Back in 2015, I remember the panic when we all learned that Flash design files were no longer going to be an acceptable form of display ads. At the time, I worked at an internal publisher agency where we had thousands of Flash animated banners in the market. At first, we were all in the denial phase, “this won’t happen”, and “they can’t do this to the industry”. Then we proceeded to the “oh, sh*t this is happening” phase and finally the “let’s do this” phase. During this final and rightfully innovative phase, our team quickly learned HTML5  (plus, countless other things) and, looking back, the industry is in a better place without Flash display ads.

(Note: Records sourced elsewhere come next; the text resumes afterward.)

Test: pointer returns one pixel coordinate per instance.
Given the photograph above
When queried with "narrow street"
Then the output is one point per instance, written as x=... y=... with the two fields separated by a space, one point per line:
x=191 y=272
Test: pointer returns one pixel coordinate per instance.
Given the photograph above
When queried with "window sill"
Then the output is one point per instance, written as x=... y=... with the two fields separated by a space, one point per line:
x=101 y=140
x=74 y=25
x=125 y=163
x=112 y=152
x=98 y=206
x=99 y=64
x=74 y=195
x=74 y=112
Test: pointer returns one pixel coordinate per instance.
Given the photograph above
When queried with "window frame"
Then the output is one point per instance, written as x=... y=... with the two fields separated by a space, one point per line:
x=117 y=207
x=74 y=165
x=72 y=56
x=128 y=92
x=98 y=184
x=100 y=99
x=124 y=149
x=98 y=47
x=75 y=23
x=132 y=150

Now six years later, we are in the “oh, sh*t phase” again, but now because cookies are going away for tracking a lot of digital advertising. For the last two years, I think many of us in the industry (and some still are) were in the denial phase. “Google can’t and won’t do this” and “I don’t need to worry yet. It’s three years away”. Well, we are now 11 months out from a cookieless deadline, and frankly, it’s exciting. We’re headed for a better advertising world, not a terrible one. 

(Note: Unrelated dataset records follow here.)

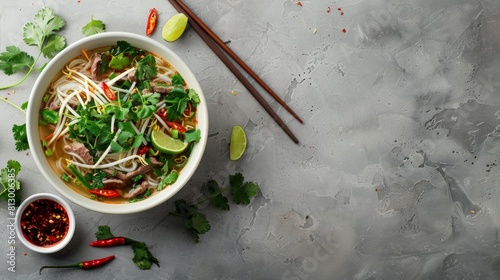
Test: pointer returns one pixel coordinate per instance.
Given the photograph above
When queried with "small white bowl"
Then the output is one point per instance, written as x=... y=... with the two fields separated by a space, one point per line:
x=51 y=248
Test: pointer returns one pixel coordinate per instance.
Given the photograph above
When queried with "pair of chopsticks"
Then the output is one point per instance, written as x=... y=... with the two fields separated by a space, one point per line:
x=216 y=44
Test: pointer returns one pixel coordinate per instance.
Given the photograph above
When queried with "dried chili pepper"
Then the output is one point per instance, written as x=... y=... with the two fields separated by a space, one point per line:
x=84 y=265
x=105 y=192
x=151 y=24
x=110 y=242
x=44 y=222
x=142 y=150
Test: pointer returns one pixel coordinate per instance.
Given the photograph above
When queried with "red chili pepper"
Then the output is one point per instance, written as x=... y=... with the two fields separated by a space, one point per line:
x=105 y=193
x=142 y=150
x=109 y=94
x=151 y=24
x=115 y=241
x=177 y=126
x=85 y=264
x=162 y=113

But, let’s first talk about what is being impacted:

  • Ad Retargeting: This is the bread and butter of programmatic. For example, this is the classic example where you viewed a pair of shoes on an ecommerce website, and now you are receiving shoe ads throughout your internet journey.  
  • Behavioral Targeting: This technology is purchase data based on consumer behavior. For example, targeting the millennial mom who buys lattes.  
  • Frequency Capping: With frequency capping, we can limit the numbers of impressions an ad is shown to a consumer based on message cadence. 
  • View-Through Attribution: Providing attribution modeling based on an ad view to a conversion (i.e. the consumer sees the ad on a publisher website but then later comes back to the marketer’s website and converts). 

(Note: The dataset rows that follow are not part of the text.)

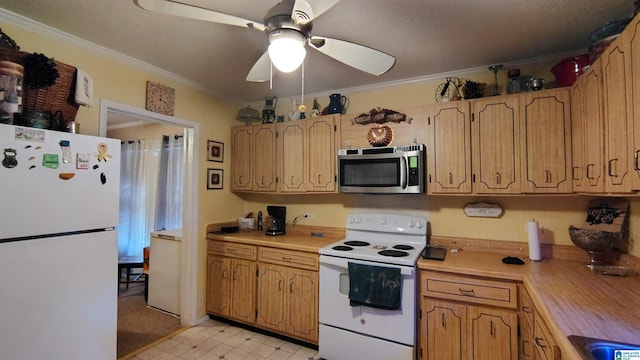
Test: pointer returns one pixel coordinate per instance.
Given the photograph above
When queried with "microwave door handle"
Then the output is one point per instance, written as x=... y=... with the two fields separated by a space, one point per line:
x=403 y=172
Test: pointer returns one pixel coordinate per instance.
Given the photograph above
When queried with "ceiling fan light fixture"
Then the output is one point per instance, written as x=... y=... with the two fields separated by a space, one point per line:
x=287 y=49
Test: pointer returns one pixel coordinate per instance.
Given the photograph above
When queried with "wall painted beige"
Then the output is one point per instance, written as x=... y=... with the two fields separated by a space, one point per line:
x=554 y=213
x=124 y=82
x=146 y=131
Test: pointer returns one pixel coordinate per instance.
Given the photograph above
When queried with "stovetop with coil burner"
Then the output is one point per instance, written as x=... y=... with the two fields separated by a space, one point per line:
x=383 y=238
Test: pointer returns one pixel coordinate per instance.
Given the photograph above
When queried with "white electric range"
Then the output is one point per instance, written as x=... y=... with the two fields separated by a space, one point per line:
x=356 y=331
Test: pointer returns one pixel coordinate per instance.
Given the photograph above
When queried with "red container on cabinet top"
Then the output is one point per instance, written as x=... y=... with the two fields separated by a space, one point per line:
x=568 y=69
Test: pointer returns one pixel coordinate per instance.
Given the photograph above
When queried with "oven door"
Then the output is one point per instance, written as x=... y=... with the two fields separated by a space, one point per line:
x=335 y=311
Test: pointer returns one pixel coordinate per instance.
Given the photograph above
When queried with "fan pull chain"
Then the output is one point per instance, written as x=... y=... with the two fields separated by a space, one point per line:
x=302 y=95
x=270 y=75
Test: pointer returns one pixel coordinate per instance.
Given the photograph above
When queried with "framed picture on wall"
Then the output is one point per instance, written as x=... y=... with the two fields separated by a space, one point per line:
x=214 y=179
x=215 y=151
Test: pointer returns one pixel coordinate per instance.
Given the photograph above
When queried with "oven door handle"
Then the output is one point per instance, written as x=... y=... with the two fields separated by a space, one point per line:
x=343 y=264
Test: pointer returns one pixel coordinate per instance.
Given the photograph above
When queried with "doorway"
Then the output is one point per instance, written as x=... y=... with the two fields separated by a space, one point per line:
x=111 y=111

So, now what?! Let’s roll up our sleeves, and here is what you can do now and what the future holds:

  • Contextual Targeting: Back 12 years ago in digital marketing, contextual targeting was all of the rage (the first kind of targeting offered besides run-of-site or sections).  This cookieless solution has always been in our back pockets and recently hasn’t received the credit it should. Based on crawlers on a website, contextual technology can target ads based on relevant content on a page. For example, let’s talk about the shoes again. There is an article talking about the new Jordans, so we place the shoe ad right on that page.  This seems basic, but partners like the Trade Desk are developing more robust contextual targeting to be laser-focused on the targeting criteria we need to match brands to likely consumers. It is our recommendation to bring contextual targeting back into the mix for testing in Q1 and Q2 this year.
  • Location Data: Location data utilizes MAID (mobile advertising IDs) and are already a viable cookieless solution for marketers that we use on a daily basis for clients. For example, if you want to target the family vacationer, we will place geofences on family vacation spots (i.e amusement parks, resorts, and etc.). It is our recommendation to review and update your consumer journey maps to find their affinity brand locations (i.e. Starbucks, Target, and etc.).
  • LiveRamp’s Authenticated Traffic Solution: According to LiveRamp “Authenticated Traffic Solution (ATS) establishes scaled identity without third-party cookies through trusted and transparent first-party authentications consumers have with brands and publishers. ATS enables individuals to participate in a two-way value exchange with brands and publishers. By authenticating themselves, individuals are able to maintain control over the use of their data. In return for individuals’ trust, brands and publishers can create valuable experiences and content. This is the promise of a trusted ecosystem.” This integration is ready to use in February for testing our client’s first-party data in The Trade Desk.  Read more from LiveRamp.
  • The Trade Desk’s Unified 2.0: According to The Trade Desk: “Unified ID 2.0 is a new industry-wide approach to internet identity that preserves the value of relevant advertising while putting user control and privacy at the forefront. The ID is an upgrade and an alternative to third-party cookies.” This approach is very similar to LiveRamp’s ATS solution with two-way value exchange with brands and publishers. However, it is important to note that this solution currently solves the remarketing, behavioral, frequency capping, and attribution with pixels.  Their new ID solution will be ready in the second half of 2021 for testing. Read more from The Trade Desk.

We expect there to be a late-year panic for brands who decide to ride out the year without making consideration plans, including testing new options throughout the year. But for those who take this seriously early, I want to let you know it will be OK. We just have to accept this is our future then innovate into a new, more reliable world.